When our Minister of Health and Prime Minister say they're waiting for definitive evidence on the health benefits of a sugary drinks tax before deciding whether to follow the United Kingdom's lead, they know they are on safe ground.
That's because 'definitive evidence' on the health benefits of national taxes is unobtainable.
Actually definitive evidence on almost any health intervention is unobtainable. Moreover, politicians don't usually wait for definitive evidence before making decisions. None of the 22 strategies in their new childhood obesity plan are based on evidence that is as good as the evidence for a sugary drinks tax. So why wait now, when the best available evidence indicates that the benefits are likely to be substantial and when failure to address the obesity and diabetes epidemics are likely to be disastrous?
Internationally, those opposed to cigarette taxes - the tobacco companies, some addicted smokers, and politicians in the pocket of the tobacco industry - still argue that there is no definitive evidence on the benefits of tobacco taxes, despite every public health agency in every developed country supporting tobacco taxes.
Millions of lives were lost unnecessarily because politicians used this excuse to sit on their hands for years before introducing tobacco taxes. We don't want to make the same mistake with sugar, given that over 300,000 New Zealanders have diabetes, over one million are obese and almost half of kiwi kids have tooth decay.

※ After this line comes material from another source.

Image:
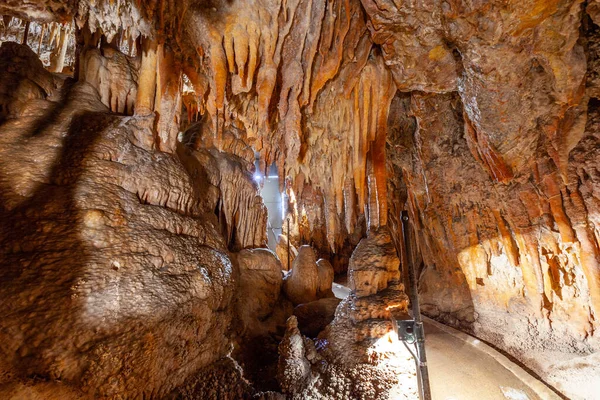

To definitively demonstrate the benefits of a sugary drinks tax one would need to randomly assign multiple countries to either introducing a tax or not while making sure all other factors that could increase or decrease obesity and diabetes in all countries studied remained identical. Then one would need to measure changes in the prevalence of obesity on large numbers of representative samples from each population over a period of years. This could definitively prove that the introduction of a tax was linked to favourable trends in obesity. But even if this were possible, it's never difficult to find some flaw in the evidence as no study is perfect.